Furthermore, we can also support the shorthand syntax:

{ value? }

meaning

{ ...(value !== undefined && value !== null ? { "value": value } : {}) }

I like the proposal, but I think it might be solved with Object's utility method first, like Object.assign. As a function it could be even more useful.

You can already do {...(cond ? {foo: "bar"} : {})}. This is just wanting to offer a syntax that makes that considerably less arcane.

Anectdotally, I've already heard plenty of complaints about the readability of that pattern at work. Part of my suggestion of allowing inner ifs grew out of experience with that.

Yep, but there is a corner stones here. Some might want to remove undefined and null, other NaN or Infinity. Method to delete properties could solve all of this.

Object.clean({a: undefined, b: null}) // => {}
Object.clean({a: false, b: null}, (v) => v !== false) // => {b: null}

// Method modifies target object
let value = {a: undefined}
'a' in value // => true
Object.clean(value)
'a' in value // => false

Usage

function enrich(input, options) {
  return Object.clean({
     ...input, additionalKey: options,
  })
}

And syntax for this should be part of object restructuring syntax proposal, which should be more powerful and cover more object manipulation cases.

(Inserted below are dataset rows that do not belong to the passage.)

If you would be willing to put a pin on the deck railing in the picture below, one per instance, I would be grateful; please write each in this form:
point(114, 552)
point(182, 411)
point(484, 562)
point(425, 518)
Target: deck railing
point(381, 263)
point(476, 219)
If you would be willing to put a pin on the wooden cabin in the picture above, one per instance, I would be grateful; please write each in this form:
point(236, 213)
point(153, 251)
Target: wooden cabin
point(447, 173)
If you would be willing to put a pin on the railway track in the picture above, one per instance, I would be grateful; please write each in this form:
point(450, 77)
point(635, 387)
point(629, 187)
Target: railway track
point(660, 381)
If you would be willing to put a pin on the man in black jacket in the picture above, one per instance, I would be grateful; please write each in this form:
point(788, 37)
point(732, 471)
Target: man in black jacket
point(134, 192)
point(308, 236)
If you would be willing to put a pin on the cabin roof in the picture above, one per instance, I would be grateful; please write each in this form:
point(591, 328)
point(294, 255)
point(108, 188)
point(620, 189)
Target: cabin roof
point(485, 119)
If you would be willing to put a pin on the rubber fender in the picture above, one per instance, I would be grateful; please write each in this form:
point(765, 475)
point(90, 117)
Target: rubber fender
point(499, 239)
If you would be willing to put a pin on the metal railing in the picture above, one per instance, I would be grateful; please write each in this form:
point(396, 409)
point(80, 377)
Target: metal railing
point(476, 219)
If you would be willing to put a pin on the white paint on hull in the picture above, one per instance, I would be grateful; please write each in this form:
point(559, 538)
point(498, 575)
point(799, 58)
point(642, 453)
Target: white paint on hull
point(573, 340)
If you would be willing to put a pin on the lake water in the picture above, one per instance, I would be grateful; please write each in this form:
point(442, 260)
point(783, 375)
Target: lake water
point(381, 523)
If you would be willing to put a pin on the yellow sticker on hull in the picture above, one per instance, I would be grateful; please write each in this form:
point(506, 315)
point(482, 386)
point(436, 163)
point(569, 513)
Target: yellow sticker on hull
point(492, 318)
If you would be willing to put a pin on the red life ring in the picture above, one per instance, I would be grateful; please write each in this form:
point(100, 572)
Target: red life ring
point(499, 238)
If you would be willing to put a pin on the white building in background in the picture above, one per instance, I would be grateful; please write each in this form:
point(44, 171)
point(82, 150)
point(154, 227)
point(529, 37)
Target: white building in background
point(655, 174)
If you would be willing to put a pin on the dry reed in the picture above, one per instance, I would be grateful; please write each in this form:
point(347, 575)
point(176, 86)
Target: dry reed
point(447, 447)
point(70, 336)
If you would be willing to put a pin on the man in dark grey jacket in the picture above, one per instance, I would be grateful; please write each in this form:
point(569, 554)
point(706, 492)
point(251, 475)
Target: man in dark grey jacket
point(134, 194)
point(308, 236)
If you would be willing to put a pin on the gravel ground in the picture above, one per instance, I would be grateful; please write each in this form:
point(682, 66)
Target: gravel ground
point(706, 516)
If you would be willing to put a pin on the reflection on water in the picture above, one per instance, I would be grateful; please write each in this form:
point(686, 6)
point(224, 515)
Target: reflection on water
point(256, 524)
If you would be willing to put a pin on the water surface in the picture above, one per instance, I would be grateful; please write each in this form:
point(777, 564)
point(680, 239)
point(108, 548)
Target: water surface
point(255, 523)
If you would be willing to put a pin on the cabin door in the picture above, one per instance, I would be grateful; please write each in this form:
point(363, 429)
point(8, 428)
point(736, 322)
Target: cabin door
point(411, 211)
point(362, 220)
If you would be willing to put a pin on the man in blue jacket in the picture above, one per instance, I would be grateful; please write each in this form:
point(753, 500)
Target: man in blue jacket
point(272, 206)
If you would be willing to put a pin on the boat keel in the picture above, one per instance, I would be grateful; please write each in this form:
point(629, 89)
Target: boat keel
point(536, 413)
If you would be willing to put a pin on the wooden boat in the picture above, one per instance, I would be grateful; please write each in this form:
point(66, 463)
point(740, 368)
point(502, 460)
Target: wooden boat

This proposal isn't about adding a builtin object for an object value-oriented equivalent of Lodash's _.compact for arrays, but about conditionally adding keys to objects in object literals.

I've provided an alternative, which in my opinion is important in the context of thee topic. And provided a link to a syntax proposal which is more relevant and where this proposal suits better. So IMO if it's about functionality it could be solved with a function, because syntax changes are costly. If it's about syntax, then it should be relocated to preserve focus and create complete proposal instead of bunch of tiny little ones.

It's always been about syntax since the start, and syntax in general will always be under flux at least starting out. That's the nature of these discussions.